La situación energética en Cuba ya era precaria antes del ataque. Según Piñón, México en su momento ayudó con hasta 22,000 barriles diarios, aunque ese número decayó drásticamente después de la visita del entonces secretario de Estado estadounidense, Marco Rubio, a Ciudad de México en agosto. Desde entonces, el suministro se redujo a unos 7,000 barriles diarios.
“No veo a México interviniendo ahora mismo”, afirma Piñón. “El gobierno estadounidense se volvería loco si alguien intentara ayudar a Cuba”.
Con Venezuela colapsada, México replegado y sin perspectivas de ayuda internacional, la isla puede encaminarse hacia apagones más frecuentes, escasez crítica de alimentos y un deterioro acelerado en la calidad de vida.
La voz de la calle: miedo y resiliencia
En las calles de La Habana, la atmósfera es de tristeza e incertidumbre. “No puedo hablar, no tengo palabras”, dice Berta Luz Sierra Molina, una cubana de 75 años que se cubría el rostro mientras lloraba. “¿Qué va a pasar con nosotros ahora?”, se preguntan muchos.
Por otro lado, también hay quienes muestran una férrea actitud de resistencia. Regina Méndez, de 63 años, aunque no puede formar parte del ejército, afirma: “Denme un fusil y voy a luchar”. Su voz se suma a la de muchos que reclaman unidad y coraje ante lo que perciben como una agresión al alma nacional.
Cuba entre el aislamiento y la presión internacional
El gobierno cubano ha denunciado el ataque como un acto de “terrorismo de Estado” y ha hecho un llamado a la comunidad internacional para enfrentar esta ofensiva. Las voces críticas dentro de América Latina se han hecho oír. Varios países sudamericanos y del Caribe han condenado la intervención estadounidense en Venezuela, mientras que otros permanecen en silencio.
La Habana teme, con razón, que al perder su principal patrocinador energético y político, quede completamente aislada. El embargo económico estadounidense sigue vigente y la isla se ve ahora obligada a buscar nuevas alianzas o nuevas estrategias internas para sobrevivir.
Desde Washington: ¿fin del juego?
Los asesores de seguridad de Trump han dejado en claro que el objetivo es doble: sofocar al régimen de Maduro y asegurar que Cuba deje de exportar ideología y asesoría política por la región. La lógica es clara: sin petróleo venezolano, sin divisas ni alianzas, Cuba se verá obligada a reformarse o colapsar.

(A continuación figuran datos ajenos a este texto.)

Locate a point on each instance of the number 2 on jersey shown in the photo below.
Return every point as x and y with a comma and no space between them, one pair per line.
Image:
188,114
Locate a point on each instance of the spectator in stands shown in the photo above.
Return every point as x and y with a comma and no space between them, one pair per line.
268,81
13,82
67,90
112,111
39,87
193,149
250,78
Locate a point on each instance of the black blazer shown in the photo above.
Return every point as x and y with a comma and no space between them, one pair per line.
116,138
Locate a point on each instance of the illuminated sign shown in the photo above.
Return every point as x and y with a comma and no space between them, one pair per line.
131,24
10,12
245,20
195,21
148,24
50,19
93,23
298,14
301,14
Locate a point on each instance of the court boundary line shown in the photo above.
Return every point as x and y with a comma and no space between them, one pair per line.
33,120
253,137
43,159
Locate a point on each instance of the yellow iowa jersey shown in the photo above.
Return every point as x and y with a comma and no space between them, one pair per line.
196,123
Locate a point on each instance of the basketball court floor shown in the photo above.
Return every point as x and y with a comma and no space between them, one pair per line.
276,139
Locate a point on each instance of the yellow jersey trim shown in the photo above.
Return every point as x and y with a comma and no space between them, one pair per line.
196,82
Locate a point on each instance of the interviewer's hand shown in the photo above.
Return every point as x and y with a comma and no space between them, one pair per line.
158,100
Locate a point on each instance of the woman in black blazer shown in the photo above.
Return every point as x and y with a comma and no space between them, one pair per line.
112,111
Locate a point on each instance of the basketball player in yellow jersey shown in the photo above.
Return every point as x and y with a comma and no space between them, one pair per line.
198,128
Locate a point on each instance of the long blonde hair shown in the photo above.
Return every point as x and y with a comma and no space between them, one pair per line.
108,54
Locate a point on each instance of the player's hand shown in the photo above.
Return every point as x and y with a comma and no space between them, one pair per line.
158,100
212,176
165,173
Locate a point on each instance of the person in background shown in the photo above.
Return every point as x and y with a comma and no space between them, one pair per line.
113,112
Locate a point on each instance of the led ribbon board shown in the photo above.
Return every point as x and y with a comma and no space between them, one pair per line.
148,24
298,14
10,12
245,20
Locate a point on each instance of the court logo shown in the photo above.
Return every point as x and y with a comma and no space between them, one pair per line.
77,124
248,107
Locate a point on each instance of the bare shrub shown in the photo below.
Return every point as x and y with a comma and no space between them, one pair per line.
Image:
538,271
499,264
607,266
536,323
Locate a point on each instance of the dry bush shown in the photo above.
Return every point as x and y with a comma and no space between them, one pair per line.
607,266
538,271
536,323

Pero algunos expertos advierten que esta estrategia puede tener efectos colaterales graves. “Si Cuba entra en crisis humanitaria cómo resultado de las acciones en Venezuela, ¿quién contendrá el éxodo?” pregunta un diplomático europeo anónimo. Y no es una pregunta menor. La historia cubana está plagada de episodios migratorios masivos ante momentos de desesperación.
El futuro: entre reformas o radicalización
Sin crédito externo, con un turismo asediado por las tensiones geopolíticas y bajo un bloqueo constante, el gobierno cubano podría verse obligado a buscar una apertura económica más audaz. Economistas como Ricardo Torres afirman que los apagones ya eran significativos antes del ataque estadounidense. “Imaginen ahora que se pierda totalmente el suministro venezolano: es una catástrofe inevitable”.
En cambio, otros temen una reacción diferente: el endurecimiento del régimen, repitiendo la estrategia de la resistencia a toda costa como durante el llamado Período Especial de los noventa tras la caída de la URSS. En ese entonces, Cuba sobrevivió racionando alimentos, implementando apagones diarios y dependiendo de la ayuda internacional.
Ahora, sin un 'hermano mayor' como Venezuela o la Unión Soviética, ¿cómo navegará Cuba el nuevo mapa geopolítico?
Una América Latina rediseñada
La intervención militar y la caída de Maduro podrían reconfigurar todo el equilibrio regional. Cuba podría perder su rol privilegiado en foros como la CELAC o la ALBA, y sus vínculos con gobiernos de izquierda podrían debilitarse si estos optan por distanciarse para evitar sanciones de Estados Unidos. Ya varios analistas apuntan a que comienza una nueva era, más alineada con Washington que con Caracas o La Habana.
Mientras tanto, el pueblo espera
En los mercados de La Habana, los precios suben. En las paradas de autobuses, crecen las filas. Y en los corazones de millones, crecen el miedo y la esperanza. Miedo por lo que se pierde. Esperanza por lo que puede nacer.
La historia de Cuba siempre ha sido escrita en resistencia. Esta vez, ese espíritu será puesto a prueba como nunca antes.